DO NOT resort to "safe" trash talk. Trash talk is highly recommended, and in some years, can be the only redeeming factor of the series. While I would never discourage trash talk, I would caution you away from the same old same. For example, Sox fans: Cubs fans are well aware their team has not won a World Series since 1908. They're reminded of it quite often, actually. There's no need to continue to remind them. And Cubs fans: Sox fans can see that no one shows up to their games, and that their stadium is located in the less affluent part of town. They also don't need constant reminders. You're better than this, Chicago baseball fans. Expand your repertoire and show some confidence in your creative abilities.

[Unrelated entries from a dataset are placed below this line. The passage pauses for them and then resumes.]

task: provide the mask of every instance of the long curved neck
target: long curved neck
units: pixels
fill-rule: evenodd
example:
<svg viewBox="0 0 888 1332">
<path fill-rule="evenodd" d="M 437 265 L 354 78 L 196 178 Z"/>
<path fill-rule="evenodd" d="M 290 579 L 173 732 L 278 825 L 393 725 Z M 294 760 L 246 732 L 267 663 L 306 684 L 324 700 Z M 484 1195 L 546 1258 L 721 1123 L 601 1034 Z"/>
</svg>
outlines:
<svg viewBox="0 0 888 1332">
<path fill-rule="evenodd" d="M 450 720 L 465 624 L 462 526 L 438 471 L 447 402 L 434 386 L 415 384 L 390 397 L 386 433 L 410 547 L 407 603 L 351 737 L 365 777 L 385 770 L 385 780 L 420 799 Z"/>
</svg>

DO make sure to fact check your insults. I get it. The sports world is fast-paced and overlapping. You almost certainly expected the Bulls to still be playing at this time of the year. The optimists out there may have expected the Blackhawks to still be in the running as well. Truth be told, you're only watching baseball because there's nothing else on until Bears training camp. That's fine. Just remember to check and make sure last year's insults still apply. So Cubs fans, Adam Dunn was your favorite whipping boy last year. He's had a really nice start to the season. Replace his name with Alexei Ramirez. And Sox fans, Ryan Dempster is normally a safe bet for some shit-talking. He's also had a great start to the season. Replace his name with Chris Volstad.

DO NOT get into a physical altercation with the opposing team's fans. This should go without saying, but leave the tough guy act to the opposing catchers. We've been a lot better about fighting in the stands than we were at the series' inception, and as Americans, are still nowhere near our European counterparts when it comes to fan violence. By all means, act like an idiot, as long as your idiocy remains verbal.

HEY I LIKE MY TEAM MORE THAN YOU LIKE YOURS!!

YOU DO NOT!!

I DO TOO!!

WHY DON'T YOU FIGHT ME THEN TO PROVE IT!!

THAT SOUNDS LIKE A FANTASTIC IDEA!! I'M GLAD YOU THOUGHT OF IT!!

It's not a fantastic idea. You'll find yourself spending a night in jail for trying to prove your devotion to your team, which was never in question to begin with.

DO antagonize the person wearing a Half Cubs, Half Sox jersey. Finally something Cubs fans and Sox fans can agree on! Who does this Darwin Award candidate think he/she is, rooting for BOTH teams? There's only three reasons why someone would wear a Half Cubs, Half Sox jersey, none of which are defensible.

  1. "I'm just a fan of all Chicago teams!" As if Chicago sports is a "We are the World" music video. It doesn't work that way, and I see right through you. You root for the Cubs when they're good and root for the Sox when they're good. When they both suck, like this year, "you're a fan of ALL Chicago teams!"

  1. "I'm just trying to appease my spouse/significant other. He/she is a fan of the one team and I'm a fan of the other." Is that seriously an issue in your relationship? It's time to end that relationship.

  1. "I just can't choose! Both teams have so much to offer!" First of all, no they don't. Second of all, ma'am, you're 37 years-old. Flip a coin for Christ's sake.

DO NOT refer to this series by its official name, the BP Crosstown Cup. Say "BP Crosstown Cup" out loud. It sounds moronic. Everyone will make fun of you. And while associating incompetent upper management and destructive oil spills with Chicago baseball seems appropriate, this series is still not deserving of a corporate sponsorship. By sponsoring this event and constructing a trophy for the winner, BP continues to perpetuate the falsity that this series is more important than others (see above) and that these teams are playing for something more than 3rd place in their respective divisions.

There you have it. Follow these simple DOs and DON'Ts this weekend and your viewing pleasure should improve immensely. Also be sure to drink plenty of beer. When watching two bad teams play baseball, beer helps more than anything.